Silently dropped connections are a real problem with SSE streams. The SDK's request timeout only covers the initial fetch(), not the streaming body. The watchdog monitors inter-chunk gaps: warning at 45 seconds, abort at 90 seconds. Without this, a hung stream blocks the session indefinitely.

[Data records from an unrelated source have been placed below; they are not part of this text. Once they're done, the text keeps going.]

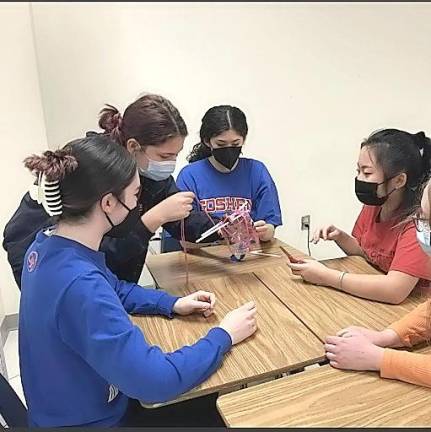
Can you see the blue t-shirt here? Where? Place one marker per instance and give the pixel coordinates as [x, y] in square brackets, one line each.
[80, 355]
[218, 192]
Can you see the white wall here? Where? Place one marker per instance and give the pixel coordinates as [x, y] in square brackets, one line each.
[313, 79]
[22, 129]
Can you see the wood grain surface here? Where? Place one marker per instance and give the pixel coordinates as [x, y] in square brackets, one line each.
[325, 310]
[169, 271]
[327, 397]
[281, 343]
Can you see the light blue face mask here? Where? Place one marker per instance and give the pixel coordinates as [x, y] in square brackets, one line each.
[423, 238]
[158, 171]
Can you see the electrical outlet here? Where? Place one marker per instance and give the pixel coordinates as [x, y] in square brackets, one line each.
[305, 222]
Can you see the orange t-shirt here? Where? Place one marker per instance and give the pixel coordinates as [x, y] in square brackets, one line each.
[406, 366]
[391, 247]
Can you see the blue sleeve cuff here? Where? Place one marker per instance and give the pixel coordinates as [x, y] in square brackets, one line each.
[166, 303]
[220, 337]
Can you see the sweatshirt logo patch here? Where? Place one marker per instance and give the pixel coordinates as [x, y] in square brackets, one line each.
[113, 393]
[32, 261]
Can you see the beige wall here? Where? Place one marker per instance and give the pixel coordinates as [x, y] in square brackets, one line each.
[22, 129]
[313, 79]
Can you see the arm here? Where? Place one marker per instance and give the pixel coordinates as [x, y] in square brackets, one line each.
[20, 232]
[144, 301]
[104, 337]
[266, 206]
[405, 366]
[391, 288]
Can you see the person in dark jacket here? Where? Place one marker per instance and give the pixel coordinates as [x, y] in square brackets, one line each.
[153, 131]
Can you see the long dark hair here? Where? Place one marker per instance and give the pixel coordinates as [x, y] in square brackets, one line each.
[396, 152]
[217, 120]
[150, 120]
[87, 169]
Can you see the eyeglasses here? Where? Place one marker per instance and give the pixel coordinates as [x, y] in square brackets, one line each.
[422, 223]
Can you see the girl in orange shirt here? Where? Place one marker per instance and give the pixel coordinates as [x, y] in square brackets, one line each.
[358, 348]
[392, 167]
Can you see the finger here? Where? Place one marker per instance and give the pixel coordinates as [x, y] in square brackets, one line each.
[330, 347]
[325, 233]
[208, 313]
[212, 300]
[199, 305]
[331, 356]
[251, 314]
[316, 235]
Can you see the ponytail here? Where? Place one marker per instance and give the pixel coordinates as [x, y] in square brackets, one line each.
[110, 120]
[54, 165]
[424, 145]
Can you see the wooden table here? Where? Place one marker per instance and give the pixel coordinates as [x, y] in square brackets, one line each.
[281, 343]
[326, 310]
[327, 397]
[169, 271]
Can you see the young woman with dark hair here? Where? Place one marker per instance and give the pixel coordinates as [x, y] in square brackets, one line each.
[392, 167]
[222, 181]
[81, 358]
[358, 348]
[153, 131]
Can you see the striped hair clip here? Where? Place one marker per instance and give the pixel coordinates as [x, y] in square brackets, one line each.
[48, 194]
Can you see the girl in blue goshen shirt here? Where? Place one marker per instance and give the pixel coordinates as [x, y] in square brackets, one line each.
[81, 357]
[221, 180]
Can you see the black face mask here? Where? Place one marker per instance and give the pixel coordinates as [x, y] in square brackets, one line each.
[123, 228]
[366, 192]
[226, 156]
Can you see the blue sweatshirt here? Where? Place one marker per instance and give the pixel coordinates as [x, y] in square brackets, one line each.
[81, 357]
[218, 192]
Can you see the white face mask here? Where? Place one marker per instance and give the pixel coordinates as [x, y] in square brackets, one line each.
[423, 238]
[158, 171]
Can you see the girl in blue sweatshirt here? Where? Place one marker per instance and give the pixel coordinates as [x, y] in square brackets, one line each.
[222, 181]
[81, 357]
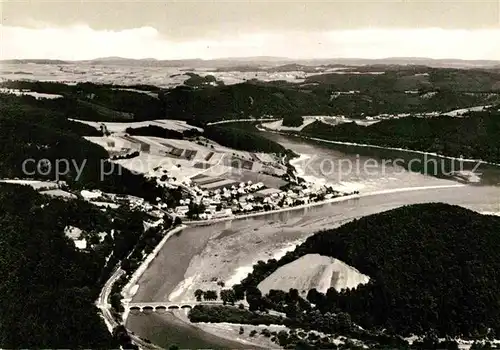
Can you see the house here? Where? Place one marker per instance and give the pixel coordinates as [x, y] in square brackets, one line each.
[181, 210]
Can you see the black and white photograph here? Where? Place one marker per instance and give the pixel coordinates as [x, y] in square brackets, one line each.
[250, 174]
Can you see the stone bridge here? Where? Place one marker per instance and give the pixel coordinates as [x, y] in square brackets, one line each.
[167, 305]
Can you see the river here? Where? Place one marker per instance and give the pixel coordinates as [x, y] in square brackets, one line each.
[224, 252]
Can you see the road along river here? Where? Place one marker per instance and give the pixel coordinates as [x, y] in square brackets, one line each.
[202, 257]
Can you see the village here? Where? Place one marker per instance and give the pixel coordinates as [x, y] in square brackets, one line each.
[249, 198]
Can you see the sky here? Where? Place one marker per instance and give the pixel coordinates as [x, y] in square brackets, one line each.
[78, 30]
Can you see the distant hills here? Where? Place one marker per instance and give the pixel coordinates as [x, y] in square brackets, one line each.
[269, 61]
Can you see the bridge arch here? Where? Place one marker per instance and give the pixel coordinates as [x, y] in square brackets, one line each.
[147, 308]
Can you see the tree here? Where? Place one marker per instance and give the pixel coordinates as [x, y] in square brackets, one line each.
[254, 298]
[228, 296]
[210, 295]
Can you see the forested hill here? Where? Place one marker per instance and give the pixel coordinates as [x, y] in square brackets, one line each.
[397, 89]
[433, 267]
[475, 136]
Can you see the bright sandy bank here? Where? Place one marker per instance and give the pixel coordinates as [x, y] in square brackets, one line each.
[313, 271]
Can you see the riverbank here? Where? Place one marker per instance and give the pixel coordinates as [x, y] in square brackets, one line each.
[315, 204]
[433, 154]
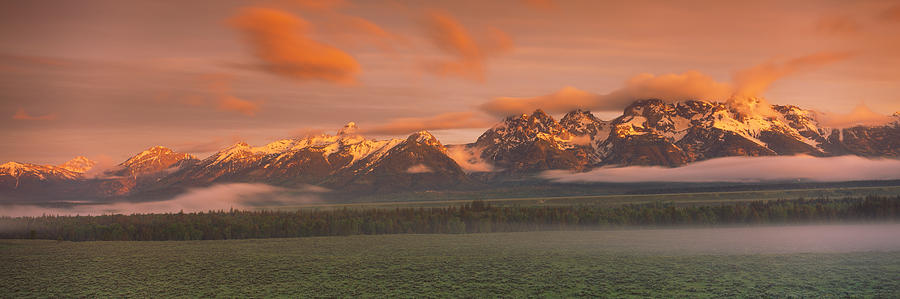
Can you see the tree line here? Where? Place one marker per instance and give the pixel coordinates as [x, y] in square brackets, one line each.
[475, 217]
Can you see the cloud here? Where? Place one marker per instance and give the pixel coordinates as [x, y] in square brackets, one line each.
[743, 93]
[216, 93]
[444, 121]
[860, 116]
[671, 87]
[837, 25]
[468, 55]
[745, 169]
[418, 168]
[240, 196]
[231, 103]
[320, 5]
[21, 114]
[281, 42]
[469, 158]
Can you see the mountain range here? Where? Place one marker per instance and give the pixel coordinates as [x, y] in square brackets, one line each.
[649, 132]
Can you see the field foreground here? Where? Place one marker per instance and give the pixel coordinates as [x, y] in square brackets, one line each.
[779, 261]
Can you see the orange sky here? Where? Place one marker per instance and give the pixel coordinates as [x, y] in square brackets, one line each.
[109, 78]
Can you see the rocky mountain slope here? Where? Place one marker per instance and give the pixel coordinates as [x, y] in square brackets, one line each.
[649, 132]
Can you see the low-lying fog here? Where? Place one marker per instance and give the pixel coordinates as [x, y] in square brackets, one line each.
[239, 196]
[745, 169]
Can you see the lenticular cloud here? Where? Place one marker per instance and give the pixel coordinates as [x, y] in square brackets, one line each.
[745, 169]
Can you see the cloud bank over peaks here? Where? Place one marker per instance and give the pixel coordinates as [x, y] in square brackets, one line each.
[744, 93]
[744, 170]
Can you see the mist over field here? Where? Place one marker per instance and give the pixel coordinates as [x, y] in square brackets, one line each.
[744, 170]
[239, 196]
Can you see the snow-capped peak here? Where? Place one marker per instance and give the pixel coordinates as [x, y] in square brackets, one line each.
[79, 164]
[424, 137]
[348, 129]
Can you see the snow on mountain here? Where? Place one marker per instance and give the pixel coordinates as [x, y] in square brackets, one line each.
[14, 174]
[649, 132]
[79, 164]
[152, 160]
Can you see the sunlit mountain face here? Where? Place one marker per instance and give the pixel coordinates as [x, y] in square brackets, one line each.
[648, 133]
[449, 148]
[425, 96]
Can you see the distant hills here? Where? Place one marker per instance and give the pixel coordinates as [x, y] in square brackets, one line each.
[649, 132]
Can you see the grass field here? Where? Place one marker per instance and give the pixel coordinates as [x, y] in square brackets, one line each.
[808, 261]
[689, 199]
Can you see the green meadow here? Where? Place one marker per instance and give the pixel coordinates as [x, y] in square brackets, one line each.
[725, 262]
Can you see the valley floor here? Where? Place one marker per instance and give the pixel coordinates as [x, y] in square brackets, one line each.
[773, 261]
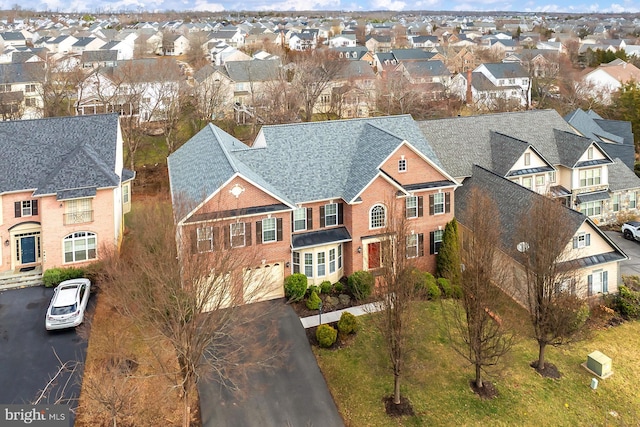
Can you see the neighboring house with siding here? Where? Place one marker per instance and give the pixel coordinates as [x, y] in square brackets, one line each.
[63, 191]
[539, 150]
[595, 257]
[312, 197]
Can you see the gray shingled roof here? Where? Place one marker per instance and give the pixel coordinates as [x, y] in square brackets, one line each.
[621, 177]
[614, 136]
[513, 202]
[301, 162]
[22, 72]
[505, 70]
[59, 154]
[461, 142]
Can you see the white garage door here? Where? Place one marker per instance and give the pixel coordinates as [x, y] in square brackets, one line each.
[264, 283]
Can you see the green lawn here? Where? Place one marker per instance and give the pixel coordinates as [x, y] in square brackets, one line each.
[436, 380]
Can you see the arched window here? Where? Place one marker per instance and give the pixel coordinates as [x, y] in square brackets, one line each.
[377, 217]
[80, 246]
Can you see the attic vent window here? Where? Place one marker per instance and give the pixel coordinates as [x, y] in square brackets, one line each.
[236, 191]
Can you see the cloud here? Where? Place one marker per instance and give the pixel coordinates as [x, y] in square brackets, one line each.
[205, 6]
[388, 5]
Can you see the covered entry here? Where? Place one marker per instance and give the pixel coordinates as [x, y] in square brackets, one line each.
[25, 244]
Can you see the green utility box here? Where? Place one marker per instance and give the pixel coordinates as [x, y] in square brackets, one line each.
[599, 364]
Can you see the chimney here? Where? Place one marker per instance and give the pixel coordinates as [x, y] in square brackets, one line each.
[469, 94]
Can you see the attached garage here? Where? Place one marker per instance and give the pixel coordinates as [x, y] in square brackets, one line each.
[263, 283]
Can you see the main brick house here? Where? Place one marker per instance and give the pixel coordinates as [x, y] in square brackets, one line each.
[312, 198]
[63, 191]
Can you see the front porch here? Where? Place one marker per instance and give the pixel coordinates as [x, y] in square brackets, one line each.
[15, 279]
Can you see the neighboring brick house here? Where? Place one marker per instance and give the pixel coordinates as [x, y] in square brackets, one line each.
[313, 197]
[63, 191]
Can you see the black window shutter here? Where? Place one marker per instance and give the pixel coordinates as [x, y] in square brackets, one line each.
[194, 241]
[226, 234]
[247, 233]
[258, 232]
[432, 242]
[279, 229]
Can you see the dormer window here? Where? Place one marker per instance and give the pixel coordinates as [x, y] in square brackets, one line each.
[402, 165]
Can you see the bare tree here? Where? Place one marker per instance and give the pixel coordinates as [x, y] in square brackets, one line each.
[476, 329]
[313, 74]
[547, 258]
[188, 300]
[397, 288]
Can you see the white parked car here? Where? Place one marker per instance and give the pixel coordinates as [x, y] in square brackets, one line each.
[68, 304]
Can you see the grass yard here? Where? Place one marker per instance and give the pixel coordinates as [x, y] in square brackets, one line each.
[436, 380]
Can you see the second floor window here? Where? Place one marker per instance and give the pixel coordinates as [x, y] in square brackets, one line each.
[589, 177]
[78, 211]
[331, 214]
[377, 217]
[26, 208]
[238, 235]
[300, 219]
[268, 230]
[438, 203]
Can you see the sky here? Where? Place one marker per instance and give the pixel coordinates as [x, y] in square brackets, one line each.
[557, 6]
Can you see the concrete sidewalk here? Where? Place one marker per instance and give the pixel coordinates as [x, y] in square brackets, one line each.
[334, 316]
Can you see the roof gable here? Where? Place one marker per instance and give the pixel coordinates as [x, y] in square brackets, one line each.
[56, 154]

5. Prompt Cache — Three-Layer Strategy

typescript

// 源码位置: src/services/api/claude.ts:358-374
export function getCacheControl({ scope, querySource } = {}) {
  return {
    type: 'ephemeral',
    ...(should1hCacheTTL(querySource) && { ttl: '1h' }),
    ...(scope === 'global' && { scope }),
  }
}

Layer	TTL	Scope	Eligibility
Ephemeral	5 min (default)	Per-user	Everyone
1-Hour	1h	Per-user	Subscribers + GrowthBook allowlist match
Global	5 min	Cross-user	System prompt when MCP tools are stable

1h TTL Eligibility & Latching

typescript

// 源码位置: src/services/api/claude.ts:393-434
function should1hCacheTTL(querySource?: QuerySource): boolean {
  // 3P Bedrock users: opt-in via ENABLE_PROMPT_CACHING_1H_BEDROCK
  // 1P users: eligibility is latched in bootstrap state
  let userEligible = getPromptCache1hEligible()
  if (userEligible === null) {
    userEligible =
      process.env.USER_TYPE === 'ant' ||
      (isClaudeAISubscriber() && !currentLimits.isUsingOverage)
    setPromptCache1hEligible(userEligible)  // Latch!
  }
  // Allowlist is also latched to prevent mixed TTLs mid-session
  let allowlist = getPromptCache1hAllowlist()
  if (allowlist === null) {
    const config = getFeatureValue_CACHED_MAY_BE_STALE('tengu_prompt_cache_1h_config', {})
    allowlist = config.allowlist ?? []
    setPromptCache1hAllowlist(allowlist)  // Latch!
  }
  // Pattern matching with trailing * wildcard support
  return allowlist.some(pattern =>
    pattern.endsWith('*')
      ? querySource.startsWith(pattern.slice(0, -1))
      : querySource === pattern
  )
}

Both eligibility and the GrowthBook allowlist are latched in bootstrap state on first evaluation. This prevents a mid-session overage flip (subscriber runs out of quota) from changing cache TTL — which would bust the server-side cache with a ~20K token penalty per flip.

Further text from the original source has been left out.